No More, No Less: Least-Privilege Language Models

Least privilege is a core security principle: grant each request only the minimum access needed to achieve its goal. Deployed language models almost never follow it, instead being exposed through a single API endpoint that serves all users and requests. This gap exists not because least privilege would be unhelpful; deployments would benefit greatly from reducing unnecessary capability exposure. The real obstacle is definitional and mechanistic: what does "access" mean inside a language model, and how can we enforce it without retraining or deploying multiple models? We take inspiration from least privilege in computer systems and define a class of models called least-privilege language models, where privilege is reachable internal computation during the forward pass. In this view, lowering privilege literally shrinks the model's accessible function class, as opposed to denying access via learned policies. We formalize deployment-time control as a monitor-allocator-enforcer stack, separating (i) request-time signals, (ii) a decision rule that allocates privilege, and (iii) an inference-time mechanism that selects privilege. We then propose Nested Least-Privilege Networks, a shape-preserving, rank-indexed intervention that provides a smooth, reversible control knob. We show that this knob yields policy-usable privilege-utility frontiers and enables selective suppression of targeted capabilities with limited collateral degradation across various policies. Most importantly, we argue for a new deployment paradigm that challenges the premise that language models can only be controlled at the output level.

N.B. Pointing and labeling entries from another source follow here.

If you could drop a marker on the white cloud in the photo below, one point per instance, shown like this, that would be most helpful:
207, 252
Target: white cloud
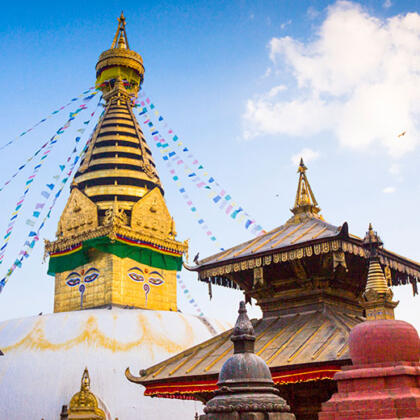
312, 12
276, 90
354, 80
395, 169
306, 154
388, 190
284, 24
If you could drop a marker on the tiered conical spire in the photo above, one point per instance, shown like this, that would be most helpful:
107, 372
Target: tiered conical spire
116, 226
120, 38
305, 202
118, 165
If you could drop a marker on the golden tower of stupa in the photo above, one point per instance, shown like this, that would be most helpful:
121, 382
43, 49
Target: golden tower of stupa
116, 238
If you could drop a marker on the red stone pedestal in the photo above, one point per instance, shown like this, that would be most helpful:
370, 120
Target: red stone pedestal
377, 386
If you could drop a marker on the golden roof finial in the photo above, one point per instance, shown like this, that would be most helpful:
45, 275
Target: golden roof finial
305, 202
120, 38
377, 295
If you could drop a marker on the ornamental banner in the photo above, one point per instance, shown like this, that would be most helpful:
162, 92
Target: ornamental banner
123, 247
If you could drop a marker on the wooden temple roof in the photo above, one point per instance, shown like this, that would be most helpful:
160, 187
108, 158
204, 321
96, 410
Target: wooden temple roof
284, 342
308, 277
294, 241
304, 235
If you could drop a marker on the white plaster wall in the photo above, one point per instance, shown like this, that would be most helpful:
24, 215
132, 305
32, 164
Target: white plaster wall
44, 358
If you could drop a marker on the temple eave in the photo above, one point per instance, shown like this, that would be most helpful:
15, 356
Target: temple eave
203, 387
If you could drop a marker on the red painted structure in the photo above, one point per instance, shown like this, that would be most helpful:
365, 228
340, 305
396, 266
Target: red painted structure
384, 381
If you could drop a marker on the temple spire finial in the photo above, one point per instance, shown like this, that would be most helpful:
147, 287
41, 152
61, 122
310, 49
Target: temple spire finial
377, 295
305, 202
243, 336
120, 38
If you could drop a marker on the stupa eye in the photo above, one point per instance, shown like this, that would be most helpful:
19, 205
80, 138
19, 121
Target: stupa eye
73, 279
155, 278
136, 274
91, 275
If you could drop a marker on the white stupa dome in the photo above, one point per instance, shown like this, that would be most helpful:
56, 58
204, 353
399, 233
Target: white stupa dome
44, 358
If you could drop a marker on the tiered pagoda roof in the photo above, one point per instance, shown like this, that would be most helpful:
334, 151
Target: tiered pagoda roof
308, 277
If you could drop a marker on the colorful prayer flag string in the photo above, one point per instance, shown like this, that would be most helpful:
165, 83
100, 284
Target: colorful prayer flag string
216, 193
87, 98
47, 117
32, 177
182, 190
33, 236
187, 293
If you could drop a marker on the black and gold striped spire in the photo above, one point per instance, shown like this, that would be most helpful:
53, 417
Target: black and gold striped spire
116, 225
118, 165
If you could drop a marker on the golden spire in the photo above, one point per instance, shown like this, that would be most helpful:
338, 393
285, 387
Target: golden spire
305, 202
377, 297
119, 63
120, 38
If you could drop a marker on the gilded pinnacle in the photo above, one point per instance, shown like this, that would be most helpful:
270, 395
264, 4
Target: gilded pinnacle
305, 202
376, 278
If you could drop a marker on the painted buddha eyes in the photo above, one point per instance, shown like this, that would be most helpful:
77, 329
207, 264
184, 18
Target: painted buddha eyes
156, 281
74, 278
91, 275
136, 274
153, 278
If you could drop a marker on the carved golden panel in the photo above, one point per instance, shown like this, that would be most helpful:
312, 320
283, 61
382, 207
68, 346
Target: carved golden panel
79, 215
150, 216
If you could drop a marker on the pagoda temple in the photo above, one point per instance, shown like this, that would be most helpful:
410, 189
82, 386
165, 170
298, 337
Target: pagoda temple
115, 260
308, 277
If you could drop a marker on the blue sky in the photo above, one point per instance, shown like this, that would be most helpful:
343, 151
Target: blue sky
249, 87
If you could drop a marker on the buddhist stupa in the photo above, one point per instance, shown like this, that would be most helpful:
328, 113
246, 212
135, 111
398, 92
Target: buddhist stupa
115, 260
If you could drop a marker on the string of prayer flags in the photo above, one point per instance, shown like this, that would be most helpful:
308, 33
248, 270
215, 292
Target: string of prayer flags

翻译：最小特权是一项核心安全原则：仅授予每个请求实现其目标所需的最小访问权限。然而，已部署的语言模型几乎从未遵循这一原则，而是通过单一API端点暴露给所有用户和请求。这一差距的存在并非因为最小特权原则无益；事实上，减少不必要的能力暴露将极大有益于部署实践。真正的障碍在于定义与机制层面：在语言模型内部，“访问”究竟意味着什么？我们如何在不重新训练或部署多个模型的前提下实施访问控制？受计算机系统中最小特权原则的启发，我们定义了一类称为最小特权语言模型的新型模型，其中特权被定义为前向传播过程中可触及的内部计算。在这一视角下，降低特权实质上缩小了模型可访问的函数类别，而非通过习得策略进行访问拒绝。我们将部署时控制形式化为监控器-分配器-执行器三层架构，分别对应：(i)请求时信号，(ii)决定特权分配的决策规则，以及(iii)推理时选择特权的执行机制。随后，我们提出嵌套最小特权网络——一种保持结构不变、基于秩索引的干预方法，它提供了一个平滑可逆的控制旋钮。我们证明该旋钮能够生成策略可用的特权-效用边界，并在多种策略下实现针对特定能力的选择性抑制，同时将连带性能退化控制在有限范围内。最重要的是，我们主张建立一种新的部署范式，以挑战“语言模型只能在输出层面进行控制”这一固有前提。